Whatever happened, teams were caught off guard and did not set up their cars for the possibility of extreme tire wear. That meant drivers regularly wore through the entire life of a set of tires during a green flag run, well before any fuel stop was necessary. It also meant that tires were going flat regularly under green.

Those are major, legitimate concerns. Teams are right to be frustrated by a race so different from what they planned to see and drivers like Kyle Larson have a good reason to be uncomfortable with a race that had so many sudden blown tires.

“I’ve never ran a race like that,” Larson said, Autoweek reports. “I hope I never have to run a race like that again. To have to run a race like that every week would not be good, and it’s honestly probably a black eye to Goodyear just with all the rubber that couldn’t get laid down and just wearing through tires and all that.”

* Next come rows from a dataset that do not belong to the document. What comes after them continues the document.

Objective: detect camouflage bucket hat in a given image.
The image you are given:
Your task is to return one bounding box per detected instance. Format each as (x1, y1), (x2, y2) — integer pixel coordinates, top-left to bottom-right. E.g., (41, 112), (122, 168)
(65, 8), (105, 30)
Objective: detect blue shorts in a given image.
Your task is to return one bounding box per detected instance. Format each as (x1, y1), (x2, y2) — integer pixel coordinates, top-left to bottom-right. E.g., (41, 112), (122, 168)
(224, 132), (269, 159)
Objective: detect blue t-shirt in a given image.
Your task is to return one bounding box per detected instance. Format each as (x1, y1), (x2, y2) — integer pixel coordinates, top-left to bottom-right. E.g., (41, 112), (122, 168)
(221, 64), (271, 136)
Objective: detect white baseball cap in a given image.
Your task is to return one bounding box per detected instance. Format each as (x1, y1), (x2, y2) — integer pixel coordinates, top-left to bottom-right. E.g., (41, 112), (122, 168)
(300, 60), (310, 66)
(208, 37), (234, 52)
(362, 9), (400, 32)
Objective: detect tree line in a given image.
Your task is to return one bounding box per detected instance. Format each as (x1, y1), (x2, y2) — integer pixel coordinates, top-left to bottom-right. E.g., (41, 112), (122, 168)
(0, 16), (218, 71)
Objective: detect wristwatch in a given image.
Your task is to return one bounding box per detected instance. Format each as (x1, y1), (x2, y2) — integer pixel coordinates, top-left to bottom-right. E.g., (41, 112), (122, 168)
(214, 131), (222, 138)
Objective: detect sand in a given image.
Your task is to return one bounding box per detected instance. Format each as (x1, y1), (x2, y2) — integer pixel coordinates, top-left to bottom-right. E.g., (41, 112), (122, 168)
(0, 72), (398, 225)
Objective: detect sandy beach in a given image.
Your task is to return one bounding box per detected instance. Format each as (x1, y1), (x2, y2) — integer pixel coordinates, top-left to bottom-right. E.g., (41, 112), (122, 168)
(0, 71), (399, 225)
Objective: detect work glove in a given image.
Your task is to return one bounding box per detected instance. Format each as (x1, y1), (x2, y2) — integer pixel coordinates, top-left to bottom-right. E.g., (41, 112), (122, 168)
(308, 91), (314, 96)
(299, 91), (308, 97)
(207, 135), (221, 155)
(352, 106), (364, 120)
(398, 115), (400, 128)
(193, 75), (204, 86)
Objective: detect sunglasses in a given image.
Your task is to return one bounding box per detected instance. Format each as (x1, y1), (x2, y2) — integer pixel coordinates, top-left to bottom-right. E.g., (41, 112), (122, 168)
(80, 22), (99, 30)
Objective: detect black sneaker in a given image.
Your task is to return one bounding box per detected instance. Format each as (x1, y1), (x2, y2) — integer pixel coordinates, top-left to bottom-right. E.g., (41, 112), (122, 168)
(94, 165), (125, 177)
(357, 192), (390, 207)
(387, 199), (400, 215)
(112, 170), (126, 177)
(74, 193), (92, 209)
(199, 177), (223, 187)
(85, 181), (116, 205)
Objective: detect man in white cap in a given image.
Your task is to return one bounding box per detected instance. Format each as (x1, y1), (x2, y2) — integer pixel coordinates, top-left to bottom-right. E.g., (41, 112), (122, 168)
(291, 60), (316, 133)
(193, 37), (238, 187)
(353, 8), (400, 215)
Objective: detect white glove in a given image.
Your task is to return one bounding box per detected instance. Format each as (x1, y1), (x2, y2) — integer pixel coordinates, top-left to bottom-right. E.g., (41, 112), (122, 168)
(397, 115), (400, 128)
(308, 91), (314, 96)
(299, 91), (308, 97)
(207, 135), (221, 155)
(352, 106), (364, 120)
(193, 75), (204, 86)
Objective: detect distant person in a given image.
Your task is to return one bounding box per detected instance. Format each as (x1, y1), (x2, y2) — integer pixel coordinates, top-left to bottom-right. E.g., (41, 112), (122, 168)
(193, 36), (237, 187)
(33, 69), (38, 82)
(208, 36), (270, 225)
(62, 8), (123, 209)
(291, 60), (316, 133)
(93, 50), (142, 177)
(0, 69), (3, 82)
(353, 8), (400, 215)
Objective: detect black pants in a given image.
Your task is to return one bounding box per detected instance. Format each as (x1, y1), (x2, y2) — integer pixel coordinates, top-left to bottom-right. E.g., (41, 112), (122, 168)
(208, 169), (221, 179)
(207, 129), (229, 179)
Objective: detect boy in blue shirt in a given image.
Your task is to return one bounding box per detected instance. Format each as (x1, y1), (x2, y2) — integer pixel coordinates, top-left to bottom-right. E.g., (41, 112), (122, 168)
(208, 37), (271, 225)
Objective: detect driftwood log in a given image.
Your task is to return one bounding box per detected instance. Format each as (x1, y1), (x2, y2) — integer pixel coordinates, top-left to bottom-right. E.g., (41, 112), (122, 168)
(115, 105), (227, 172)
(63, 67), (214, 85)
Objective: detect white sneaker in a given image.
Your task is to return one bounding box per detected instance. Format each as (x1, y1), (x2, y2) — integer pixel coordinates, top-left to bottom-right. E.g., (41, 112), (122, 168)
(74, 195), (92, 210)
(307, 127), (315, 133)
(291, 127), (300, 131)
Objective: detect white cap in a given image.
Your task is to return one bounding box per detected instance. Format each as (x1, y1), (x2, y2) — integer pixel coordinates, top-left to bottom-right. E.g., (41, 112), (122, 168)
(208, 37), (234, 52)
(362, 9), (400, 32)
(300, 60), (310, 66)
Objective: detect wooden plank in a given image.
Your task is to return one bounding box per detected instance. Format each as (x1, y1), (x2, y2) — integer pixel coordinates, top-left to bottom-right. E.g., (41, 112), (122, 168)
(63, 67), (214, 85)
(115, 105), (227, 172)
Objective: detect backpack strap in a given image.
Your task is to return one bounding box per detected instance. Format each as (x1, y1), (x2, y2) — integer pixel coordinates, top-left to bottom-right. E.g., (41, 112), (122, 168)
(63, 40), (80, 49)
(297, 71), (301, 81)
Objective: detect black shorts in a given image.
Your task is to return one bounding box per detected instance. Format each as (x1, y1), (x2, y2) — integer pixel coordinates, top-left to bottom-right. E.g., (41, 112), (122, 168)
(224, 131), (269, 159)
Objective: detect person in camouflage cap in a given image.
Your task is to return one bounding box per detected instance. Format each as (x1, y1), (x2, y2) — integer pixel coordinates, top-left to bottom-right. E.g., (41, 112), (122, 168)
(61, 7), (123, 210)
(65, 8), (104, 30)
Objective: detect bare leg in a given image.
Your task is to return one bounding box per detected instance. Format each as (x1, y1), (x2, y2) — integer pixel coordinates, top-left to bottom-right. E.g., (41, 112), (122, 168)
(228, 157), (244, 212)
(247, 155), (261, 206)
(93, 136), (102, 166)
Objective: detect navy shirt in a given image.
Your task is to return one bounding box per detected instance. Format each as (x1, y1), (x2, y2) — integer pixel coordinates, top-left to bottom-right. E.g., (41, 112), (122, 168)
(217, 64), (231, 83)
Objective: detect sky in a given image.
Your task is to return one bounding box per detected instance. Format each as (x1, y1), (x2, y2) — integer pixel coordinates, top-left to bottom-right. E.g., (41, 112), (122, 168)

From the spectator perspective, though, the racing proved that dramatic tire wear makes for an exceptionally entertaining on-track product. With further refinement for safety and a little more durability, a package built around this sort of tire degradation could produce better, more fun-to-watch racing every week.

The race produced a headlining 54 lead changes, the most ever for a NASCAR short track. As exciting as that was, the real highlight was how those fights for position actually went down. This was nothing like the sort of drafting battles we see at Daytona, Talladega, and the new Atlanta that produced a three-wide finish earlier this month; these were battles between drivers at completely different levels of control, ones that required so much skill that it was obvious to viewers from outside the car. Cars are going very different speeds at different times as they figure out how to manage these kinds of tires, and those differentials make for more visually exciting racing. Add in the slides and lifts a driver needs to stay on the racing line at the end of the life of these tires and you are left with a real thrill.

Unfortunately, this cannot be implemented everywhere overnight. NASCAR and Goodyear first have to actually figure out what happened here, landing on what specific combination of rubber, heat, surface material, and surface finish led to an event like this. Then, they'd need to test out ways to safely replicate it on other tracks. Only then could Goodyear actually start building the thousand-plus tires necessary to hold a race weekend designed around this kind of racing.

Getting that right means ensuring that this kind of tire wear can happen without so many sudden tire blowouts. Other than that, more wear does not necessarily mean more crashes. As challenging as Sunday's race was, drivers were able to finish two full stints under green without a single caution. That is the product NASCAR needs, one that is a visible challenge for everyone but not necessarily any more dangerous than what the series races right now.

That should be the immediate goal of everyone involved in the series. The sooner that process begins, the sooner we can have more races like this. As experienced NASCAR reporter Matt Weaver said Monday, this race was a happy accident. Now is the time to act intentionally and make sure that more events like it happen on purpose.